- Leader: Gökçe Fırat Çulhaoğlu
- Founded: 2010
- Headquarters: Ahmet Mithat Efendi Sokak No: 14 Çankaya, Ankara
- Membership (2024): ▼32
- Ideology: Turkish nationalism Socialism Kemalism Pan-Turkism Ulusalcılık Third Worldism
- Political position: Left-wing

= National Party (Turkey) =

The National Party (Ulusal Parti) is a nationalist party in Turkey. The party was founded by Gökçe Fırat Çulhaoğlu in 2010.

This party's main idols are Mustafa Kemal Atatürk, Doğan Avcıoğlu and Mirsaid Sultan-Galiev. Unlike other socialist parties in Turkey, they often criticise Marxism for being Eurocentrist. They describe Kemalism as socialism with Turkish characteristics. They also idolize socialist, third worldist and left-wing nationalist leaders like Yasser Arafat, Gamal Abdel Nasser, Hugo Chávez, Josip Broz Tito and Patrice Lumumba.

This party supports Turkish nationalism against imperialism and separatism, socialism against capitalism, and secularism against fundamentalism.

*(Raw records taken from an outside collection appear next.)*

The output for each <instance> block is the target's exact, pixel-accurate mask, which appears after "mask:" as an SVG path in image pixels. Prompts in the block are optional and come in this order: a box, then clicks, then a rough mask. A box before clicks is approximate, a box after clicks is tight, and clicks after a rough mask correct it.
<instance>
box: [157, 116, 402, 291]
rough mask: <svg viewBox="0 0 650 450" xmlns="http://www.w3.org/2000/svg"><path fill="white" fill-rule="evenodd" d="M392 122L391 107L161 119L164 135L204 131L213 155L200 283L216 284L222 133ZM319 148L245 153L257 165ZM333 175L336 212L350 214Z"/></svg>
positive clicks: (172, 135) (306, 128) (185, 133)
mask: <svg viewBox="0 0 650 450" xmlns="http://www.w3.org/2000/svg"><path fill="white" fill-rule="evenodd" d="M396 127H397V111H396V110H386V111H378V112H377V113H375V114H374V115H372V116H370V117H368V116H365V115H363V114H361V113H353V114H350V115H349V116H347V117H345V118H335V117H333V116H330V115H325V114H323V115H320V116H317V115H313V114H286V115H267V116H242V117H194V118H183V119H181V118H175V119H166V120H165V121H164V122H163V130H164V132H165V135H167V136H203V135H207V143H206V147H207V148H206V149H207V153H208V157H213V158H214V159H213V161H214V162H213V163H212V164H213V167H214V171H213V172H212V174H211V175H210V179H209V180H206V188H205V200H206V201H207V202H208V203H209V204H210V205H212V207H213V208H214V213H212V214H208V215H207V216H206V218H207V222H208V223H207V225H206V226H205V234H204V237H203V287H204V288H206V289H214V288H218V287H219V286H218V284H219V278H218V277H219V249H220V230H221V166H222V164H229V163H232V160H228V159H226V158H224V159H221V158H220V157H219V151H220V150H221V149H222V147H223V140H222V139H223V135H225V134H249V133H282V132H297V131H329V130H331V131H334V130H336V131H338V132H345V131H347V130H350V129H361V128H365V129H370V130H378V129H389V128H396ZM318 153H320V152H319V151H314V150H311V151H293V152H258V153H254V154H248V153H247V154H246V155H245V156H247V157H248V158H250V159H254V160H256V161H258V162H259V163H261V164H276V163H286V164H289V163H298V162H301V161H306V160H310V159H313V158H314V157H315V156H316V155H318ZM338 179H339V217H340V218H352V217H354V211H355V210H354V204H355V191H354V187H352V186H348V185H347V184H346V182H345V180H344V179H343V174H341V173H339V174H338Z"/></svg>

Despite this party mainly supports civic and cultural kind of nationalism, they also have Pan-Turkist tendencies. They support an aggressive foreign policy against Armenia and Greece. They are against any alliance with NATO, the European Union, China or Russia. They are in favour of a Turkic union.

They are often accused of being chauvinistic and racist in Kurdish issue, because of mottos like there is not a Kurdish problem but a Kurdish invasion, I trade with Turks, therefore my money doesn't flow to the PKK, save your cities from invasion (of Kurds), etc. However Gökçe Fırat claims, Kurdish ethnicity and language are artificial, which were created by imperialist powers, especially Tsarist Russia and British Empire. He also noted: for us, in Turkey there is only one nation and it's Turkish nation. We don't recognise any other ethnic and national identities. That's why we don't discriminate anyone, we see every citizen as Turks.

The party publishes Türksolu and İleri.